This is located beside one of two Scherzer Bascule Bridges on the North Wall Quay.
A bascule bridge is a moveable bridge with a counterweight that continuously balances a span, or "leaf", throughout its upward swing to provide clearance for boat traffic. It may be single or double leafed.
The name comes from the French term for balance scale, which employs the same principle. Bascule bridges are the most common type of movable span because they open quickly and require relatively little energy to operate, while providing the possibility for unlimited vertical clearance for marine traffic.
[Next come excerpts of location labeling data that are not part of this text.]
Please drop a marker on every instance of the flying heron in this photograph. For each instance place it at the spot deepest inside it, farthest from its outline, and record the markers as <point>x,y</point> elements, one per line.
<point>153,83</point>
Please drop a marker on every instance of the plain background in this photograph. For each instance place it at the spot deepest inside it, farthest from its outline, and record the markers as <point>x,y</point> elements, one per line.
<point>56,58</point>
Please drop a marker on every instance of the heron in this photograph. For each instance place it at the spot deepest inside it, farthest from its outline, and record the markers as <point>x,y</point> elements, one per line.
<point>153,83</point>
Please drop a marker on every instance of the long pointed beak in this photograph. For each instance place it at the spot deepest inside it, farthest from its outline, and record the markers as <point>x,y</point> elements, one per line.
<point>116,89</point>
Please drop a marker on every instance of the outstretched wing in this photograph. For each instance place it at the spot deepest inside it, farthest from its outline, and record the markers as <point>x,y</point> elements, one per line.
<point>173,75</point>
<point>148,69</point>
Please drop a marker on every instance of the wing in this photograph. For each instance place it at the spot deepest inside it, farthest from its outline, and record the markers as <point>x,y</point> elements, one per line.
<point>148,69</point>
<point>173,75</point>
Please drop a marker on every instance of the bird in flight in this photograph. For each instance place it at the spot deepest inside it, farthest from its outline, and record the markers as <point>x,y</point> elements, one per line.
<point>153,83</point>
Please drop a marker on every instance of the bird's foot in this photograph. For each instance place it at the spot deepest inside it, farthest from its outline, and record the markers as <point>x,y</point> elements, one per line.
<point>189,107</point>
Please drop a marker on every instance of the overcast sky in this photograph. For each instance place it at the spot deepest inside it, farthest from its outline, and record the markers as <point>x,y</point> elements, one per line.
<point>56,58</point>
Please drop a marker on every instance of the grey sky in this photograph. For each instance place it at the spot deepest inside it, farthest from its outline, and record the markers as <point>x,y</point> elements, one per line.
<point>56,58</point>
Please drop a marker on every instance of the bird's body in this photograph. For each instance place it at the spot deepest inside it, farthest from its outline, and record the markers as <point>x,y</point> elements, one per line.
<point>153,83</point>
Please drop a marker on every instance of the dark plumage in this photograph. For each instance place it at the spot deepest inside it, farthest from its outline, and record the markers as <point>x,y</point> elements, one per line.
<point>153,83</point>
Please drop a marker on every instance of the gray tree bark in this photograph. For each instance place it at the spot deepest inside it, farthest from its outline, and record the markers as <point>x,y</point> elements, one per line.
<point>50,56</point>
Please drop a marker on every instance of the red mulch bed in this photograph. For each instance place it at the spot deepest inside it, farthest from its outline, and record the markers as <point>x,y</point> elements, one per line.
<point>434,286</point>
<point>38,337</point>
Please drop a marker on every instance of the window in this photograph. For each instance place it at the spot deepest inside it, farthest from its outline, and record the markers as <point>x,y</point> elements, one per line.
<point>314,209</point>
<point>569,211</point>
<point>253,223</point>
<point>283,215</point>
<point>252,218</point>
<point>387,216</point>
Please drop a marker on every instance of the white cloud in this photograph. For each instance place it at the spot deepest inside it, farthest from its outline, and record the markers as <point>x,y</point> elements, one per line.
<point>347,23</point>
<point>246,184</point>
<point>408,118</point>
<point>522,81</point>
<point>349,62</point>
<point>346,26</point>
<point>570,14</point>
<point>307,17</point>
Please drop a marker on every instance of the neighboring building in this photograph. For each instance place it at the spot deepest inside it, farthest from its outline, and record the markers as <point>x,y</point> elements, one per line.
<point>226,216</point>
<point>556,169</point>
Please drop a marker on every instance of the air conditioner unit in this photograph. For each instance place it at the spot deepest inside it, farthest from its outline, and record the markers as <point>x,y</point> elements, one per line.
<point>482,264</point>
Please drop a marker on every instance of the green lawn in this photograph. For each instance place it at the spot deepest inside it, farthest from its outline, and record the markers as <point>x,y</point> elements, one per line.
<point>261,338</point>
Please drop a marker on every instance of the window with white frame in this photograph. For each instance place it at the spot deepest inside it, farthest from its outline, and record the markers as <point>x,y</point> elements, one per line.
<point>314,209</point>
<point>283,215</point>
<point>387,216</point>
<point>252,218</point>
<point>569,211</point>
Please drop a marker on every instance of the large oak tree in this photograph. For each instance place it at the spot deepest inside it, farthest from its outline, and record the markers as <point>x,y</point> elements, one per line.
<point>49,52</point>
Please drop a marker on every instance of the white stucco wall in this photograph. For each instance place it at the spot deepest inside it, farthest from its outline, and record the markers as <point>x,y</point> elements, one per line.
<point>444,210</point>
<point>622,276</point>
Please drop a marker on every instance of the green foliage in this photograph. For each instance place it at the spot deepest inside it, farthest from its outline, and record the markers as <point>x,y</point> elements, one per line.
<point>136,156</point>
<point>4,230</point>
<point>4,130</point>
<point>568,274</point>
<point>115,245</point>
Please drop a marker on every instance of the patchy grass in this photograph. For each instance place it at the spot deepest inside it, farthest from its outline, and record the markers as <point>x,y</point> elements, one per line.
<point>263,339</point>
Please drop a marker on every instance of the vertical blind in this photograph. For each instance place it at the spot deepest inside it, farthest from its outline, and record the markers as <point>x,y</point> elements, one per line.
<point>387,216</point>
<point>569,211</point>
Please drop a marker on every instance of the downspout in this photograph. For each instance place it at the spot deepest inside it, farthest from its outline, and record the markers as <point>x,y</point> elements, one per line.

There are three types of bascule bridge designs, and counterweights required to balance a bascule's span may be located either above or below the bridge deck.
The fixed-trunnion (sometimes a "Chicago" bascule) rotates around a large axle that raises the span(s). The Chicago bascule name derives from the location where it is widely used, and is a refinement by Joseph Strauss of the fixed-trunnion.
The rolling lift trunnion (sometimes a "Scherzer" rolling lift), raises the span by rolling on a track resembling a rocking chair base. The "Scherzer" rolling lift is a refinement patented in 1893 by the American engineer William Donald Scherzer.
The rarer Rall type combines rolling lift with longitudinal motion on trunnions when opening. It was patented (1901) by Theodor Rall. One of the few surviving examples is the Broadway Bridge (1913), in Portland, Oregon.